Cooperis, Nouvelle Fédération belge des Coopératives d’Emploi

Le Groupe DiES & SmartCoop initient la nouvelle fédération Cooperis pour défendre les coopératives d’emploi en Belgique

22.000 entrepreneur·ses, 207 millions € de chiffre d’affaires, 30 ans d’existence : le secteur des coopératives d’emploi se dote enfin d’une fédération commune pour plus de reconnaissance politique.

  • 7 Structures fondatrices : Les 6 coopératives du groupe Dies & Smart lancent Cooperis, ouverte à tout le secteur
  • 3 demandes aux pouvoirs publics : Reconnaissance légale du modèle, accès égal aux aides économiques, application pleine de la notion d’opérateur économique dans les marchés publics.
  • 1 réponse au manque d’emploi : Face au déficit de 530.000 emplois et à la précarité des indépendant·es, l’entrepreneuriat collectif s’impose comme une solution indéniable d’autocréation d’emploi.

Découvrez le tout nouveau site web cooperis.be

Consultez le communiqué de presse complet

 

Cooperis ?

Cooperis — de coop et operis — signifie littéralement « faire œuvre commune ». C’est l’ambition de la fédération : faire du collectif une force entrepreneuriale à part entière.

Sa mission ?

Faire reconnaître les entreprises partagées et les coopératives d’emploi comme un modèle entrepreneurial de référence.

Ancré dans les valeurs de l’économie sociale, ce modèle reste insuffisamment connu du grand public et reconnu des pouvoirs publics belges. Notre ambition : en faire une alternative crédible aux formes entrepreneuriales classiques, capable de répondre aux défis socio-économiques de notre époque.

Le modèle ?
Comment sécuriser l’autocréation d’emploi sans la laisser rimer avec précarité ?

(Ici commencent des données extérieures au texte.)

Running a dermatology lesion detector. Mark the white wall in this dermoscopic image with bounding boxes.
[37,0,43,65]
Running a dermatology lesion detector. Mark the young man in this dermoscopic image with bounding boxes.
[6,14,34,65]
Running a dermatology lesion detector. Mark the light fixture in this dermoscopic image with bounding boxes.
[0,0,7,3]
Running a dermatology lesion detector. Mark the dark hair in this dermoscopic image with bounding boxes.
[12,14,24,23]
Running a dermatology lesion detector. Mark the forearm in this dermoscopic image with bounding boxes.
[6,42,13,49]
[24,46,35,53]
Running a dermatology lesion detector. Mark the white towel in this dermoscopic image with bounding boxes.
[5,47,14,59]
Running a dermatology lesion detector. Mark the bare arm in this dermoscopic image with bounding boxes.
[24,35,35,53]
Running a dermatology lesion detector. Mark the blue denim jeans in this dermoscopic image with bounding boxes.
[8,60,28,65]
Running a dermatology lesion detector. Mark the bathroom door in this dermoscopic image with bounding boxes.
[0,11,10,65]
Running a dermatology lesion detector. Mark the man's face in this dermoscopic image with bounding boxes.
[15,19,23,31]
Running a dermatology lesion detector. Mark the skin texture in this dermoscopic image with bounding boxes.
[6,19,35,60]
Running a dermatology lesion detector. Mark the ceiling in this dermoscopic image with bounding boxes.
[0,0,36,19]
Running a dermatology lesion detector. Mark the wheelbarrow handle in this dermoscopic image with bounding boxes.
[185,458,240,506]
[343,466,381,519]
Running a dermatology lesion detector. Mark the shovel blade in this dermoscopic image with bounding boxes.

  • Développer sa propre activité : 
    Créer, former, produire, soigner, conseiller. Projets individuels ou collectifs — groupes de musique, équipes de production, collectifs d’artisans ou de services — chacun se concentre sur son métier, appuyé sur un cadre commun et des outils mutualisés.
  • Réduire les risques :
    Là où d’autres modèles individualisent les risques, Cooperis les mutualise. À l’heure où les risques économiques et juridiques sont de plus en plus reportés sur les individus, la sécurisation des parcours n’est pas accessoire : elle devient structurante
  • Rompre l’isolement :
    La fragilité du travail n’est pas seulement économique, elle est relationnelle. Plus de 100 conseillères et conseillers, des ancrages locaux avec des bureaux dans plusieurs villes, et des dispositifs d’écoute et d’échange collectifs.
  • Faire de la mutualisation une force : Un principe simple : zéro dividende. Tout est réinvesti dans les services aux membres. La mutualisation n’est pas une valeur abstraite — c’est un mode d’organisation économique.